ActualitéClassé sous :climatisation , rayonnement infrarouge , bois amélioré

Des scientifiques ont mis au point un nouveau type de bois entièrement blanc qui réfléchit la chaleur et absorbe celle de l'air ambiant, permettant de refroidir les bâtiments. Une alternative écologique à la climatisation qui nécessite de plus en plus d'électricité.

Utilisé depuis des siècles dans la construction, le bois effectue un come-back surprenant dans le secteur de la construction. Les architectes multiplient les projets de gratte-ciels en bois et les maisons en bois poussent comme des champignons. La start-up française Woodoo a mis au point un bois transparent, imputrescible et résistant au feu (voir vidéo ci-dessous). Des chercheurs de l'Institut royal de technologie de Stockholm ont imaginé un bois capable d'emmagasiner la chaleur pour la restituer plus tard.

Des scientifiques de l'Université du Maryland, quant à eux, viennent aujourd'hui de lui trouver une nouvelle propriété : rafraîchir l'air ambiant. Tian Li et ses collègues ont mis au point un bois composite sans lignine, neuf fois plus solide que le bois normal et susceptible de faire chuter la température d'un bâtiment de 10 °C.

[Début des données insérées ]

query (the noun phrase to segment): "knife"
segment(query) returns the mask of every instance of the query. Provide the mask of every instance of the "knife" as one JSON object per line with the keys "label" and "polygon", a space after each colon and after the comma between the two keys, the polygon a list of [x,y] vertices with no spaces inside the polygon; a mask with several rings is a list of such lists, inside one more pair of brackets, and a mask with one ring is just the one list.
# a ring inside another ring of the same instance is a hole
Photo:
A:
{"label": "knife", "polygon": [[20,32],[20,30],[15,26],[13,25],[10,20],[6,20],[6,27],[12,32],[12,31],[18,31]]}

Modifier la longueur d’onde de l’infrarouge

La plupart des matériaux absorbent la chaleur sous forme de photons qu'ils réémettent en rayonnement dans le proche infrarouge (IR), lequel est capté par l'air ambiant, emprisonnant la chaleur. Une propriété très utile pour chauffer une maison en hiver mais un casse-tête quand on cherche à la refroidir. Depuis quelques années, les scientifiques ont développé des métamatériaux, ou matériaux nanostructurés, capables de modifier la longueur d'onde du rayonnement émis vers des valeurs plus grandes dans le spectre IR, de sorte qu'il ne soit pas réabsorbé par l'air. Ces revêtements et peintures sont toutefois coûteux à produire et difficilement applicables à grande échelle sur des façades ou des toits.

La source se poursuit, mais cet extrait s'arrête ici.